I have a problem - not that one :). This one involves that rarity for me: self-doubt about a technical recommendation juggling system ownership issues versus out-sourcing and customer co-locates.
The whole thing started as a simple question about a hardware refresh for an application they've had running on a little AMD/Linux grid for about five years now. What the application does is take in client files measured in the hundreds of gigabytes (often terabytes) to produce a relatively small number of large images measuring in the four to eight gigabyte range.
Twenty years ago tapes came by truck, that became boxes of cassettes, then Fedex packs stuffed with optical platters and later DVDs, and now some customers want to do everything instantly over the internet.
Unfortunately the company is in Canada and network costs are well over American expectations: the total cost for the two 100Mbps ports they currently maintain on their local metropolitan area network runs to about $6,000 a month - and those ports are about 65% idle with average monthly volume running just below 6TB between them. Note too that actual performance on links crossing peering boundaries on this piece of backbone often drops by an order of magnitude, so customer delivery of a streamed, 2GB, image zip can take forty minutes to an hour.
I've suggested three scenarios to them:
- convert their software to cell, (specifically to Linux mini-supers made up from playstation boards), and license whole racks as appliances to their customers for operation by customers on customer premises.
- co-locate the grid with, and effectively outsource data center operations to, a high bandwidth data center operator in Omaha.
- do the traditional thing: upgrade the grid, upgrade to Gbit ethernet ports, and charge the customer who wants internet turn-around a bandwidth surcharge.
I like the first option best: go appliance computing!. Nothing wrong with this picture: it's positive for the company and its customers - and the software, written in C and F77 for BSD4.3 on Vax but targeted to an Elxsi 6400 and since converted first to SunOS and then to SuSe/MP, is easy to port (but hard to optimize) for cell.
So what's wrong with this?
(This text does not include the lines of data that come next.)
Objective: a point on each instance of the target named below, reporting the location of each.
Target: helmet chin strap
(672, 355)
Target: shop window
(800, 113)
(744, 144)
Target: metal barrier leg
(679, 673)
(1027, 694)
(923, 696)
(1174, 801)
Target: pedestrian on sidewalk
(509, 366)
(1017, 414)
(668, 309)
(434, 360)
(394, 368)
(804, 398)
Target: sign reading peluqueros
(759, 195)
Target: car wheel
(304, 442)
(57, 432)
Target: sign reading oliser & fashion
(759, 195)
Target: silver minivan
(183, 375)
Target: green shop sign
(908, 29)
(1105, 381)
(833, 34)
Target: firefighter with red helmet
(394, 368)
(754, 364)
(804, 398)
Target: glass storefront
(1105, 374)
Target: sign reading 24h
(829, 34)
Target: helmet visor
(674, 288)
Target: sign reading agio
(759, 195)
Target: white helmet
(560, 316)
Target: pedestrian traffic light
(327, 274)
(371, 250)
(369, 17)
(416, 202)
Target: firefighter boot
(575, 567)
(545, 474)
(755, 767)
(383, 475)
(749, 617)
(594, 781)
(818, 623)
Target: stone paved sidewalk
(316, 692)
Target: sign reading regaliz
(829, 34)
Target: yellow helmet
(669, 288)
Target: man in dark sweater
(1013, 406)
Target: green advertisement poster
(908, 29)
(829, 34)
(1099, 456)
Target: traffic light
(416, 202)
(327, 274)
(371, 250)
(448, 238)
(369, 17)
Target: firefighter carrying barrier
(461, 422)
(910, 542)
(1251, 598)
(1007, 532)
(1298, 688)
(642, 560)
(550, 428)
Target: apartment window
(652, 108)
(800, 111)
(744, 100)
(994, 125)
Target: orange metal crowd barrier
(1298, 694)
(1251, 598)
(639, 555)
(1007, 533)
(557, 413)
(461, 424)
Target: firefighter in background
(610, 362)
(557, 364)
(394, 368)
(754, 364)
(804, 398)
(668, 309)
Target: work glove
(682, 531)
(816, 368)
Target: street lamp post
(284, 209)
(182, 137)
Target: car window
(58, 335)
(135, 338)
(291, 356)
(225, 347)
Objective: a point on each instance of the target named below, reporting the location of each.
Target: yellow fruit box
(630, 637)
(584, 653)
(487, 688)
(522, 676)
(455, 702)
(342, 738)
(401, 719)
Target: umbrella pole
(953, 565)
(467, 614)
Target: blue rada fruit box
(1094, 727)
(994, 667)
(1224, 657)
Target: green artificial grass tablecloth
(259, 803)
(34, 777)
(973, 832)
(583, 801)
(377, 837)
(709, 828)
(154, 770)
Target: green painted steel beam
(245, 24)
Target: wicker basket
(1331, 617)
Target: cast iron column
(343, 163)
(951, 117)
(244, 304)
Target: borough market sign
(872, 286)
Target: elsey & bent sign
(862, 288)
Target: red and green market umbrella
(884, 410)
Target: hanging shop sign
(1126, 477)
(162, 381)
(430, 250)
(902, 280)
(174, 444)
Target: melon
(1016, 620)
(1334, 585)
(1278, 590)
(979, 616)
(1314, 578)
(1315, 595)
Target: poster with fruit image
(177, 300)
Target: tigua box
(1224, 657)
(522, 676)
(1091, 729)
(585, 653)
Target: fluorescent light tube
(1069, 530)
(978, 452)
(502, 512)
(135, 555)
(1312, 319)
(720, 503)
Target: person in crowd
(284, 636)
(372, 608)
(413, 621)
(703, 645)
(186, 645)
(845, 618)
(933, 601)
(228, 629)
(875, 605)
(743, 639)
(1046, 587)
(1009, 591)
Well, it's wholesale business change and even testing it properly requires putting other options on hold for at least six months, investing a bunch of expensive manpower, and risking the business relationship with a couple of important customers.
Option two, my second choice, is purely cost driven. Putting new machines into the Omaha center would cut processing time by an average of about four relative to the existing system, provide about eight times the burstable bandwidth for customers, and end up costing the company less than half what it pays out for data center operations now.
Equally importantly, the impact on customers is muted: internet customers don't typically care where the service is, and courier customers mostly wouldn't care because they tend to ship data from field offices, not head offices.
Unfortunately for my line of thinking here the business founder (and still majority owner) won't consider this - and the idea of moving processing without moving the company and its people strikes me as a plan to end the business badly: with some customer's confidential data falling into hands that aren't supposed to get it.
Option three is popular with some of the key players, but is a bet on the future being the past - and how often has that happened in anything IT related?
To complicate matters, the company has one competitor offering much the same service for roughly the same money (not how they see it, of course :) ), everybody's tight for cash, and volumes went through the floor last year when the boom died - so even casting internet transfers as an optional new, and premium, service has its risks.
What's needed for this decision is a nice, clear, way to quantify the relative risks of each approach - and that's where I'm stumped. I can argue a strong case for either the pro or con on each of these three options - but risk numbers I haven't got; and risk numbers are what I need.
Ever see a cartoon in which the hero flies off a cliff or a building and floats serenely in the air before discovering the lack of support and plummeting down? That's me on this issue: serenely confident in the opinion that business change is the way to go, but entirely without a leg to stand on. Duh, anybody got any ideas? Real data on leaks from out-sourced versus hugged systems that take system complexity and change into account? How about real data on changing the business model to keep up with IT changes? How about just real data on the speed and reliability of large file exchange across the internet?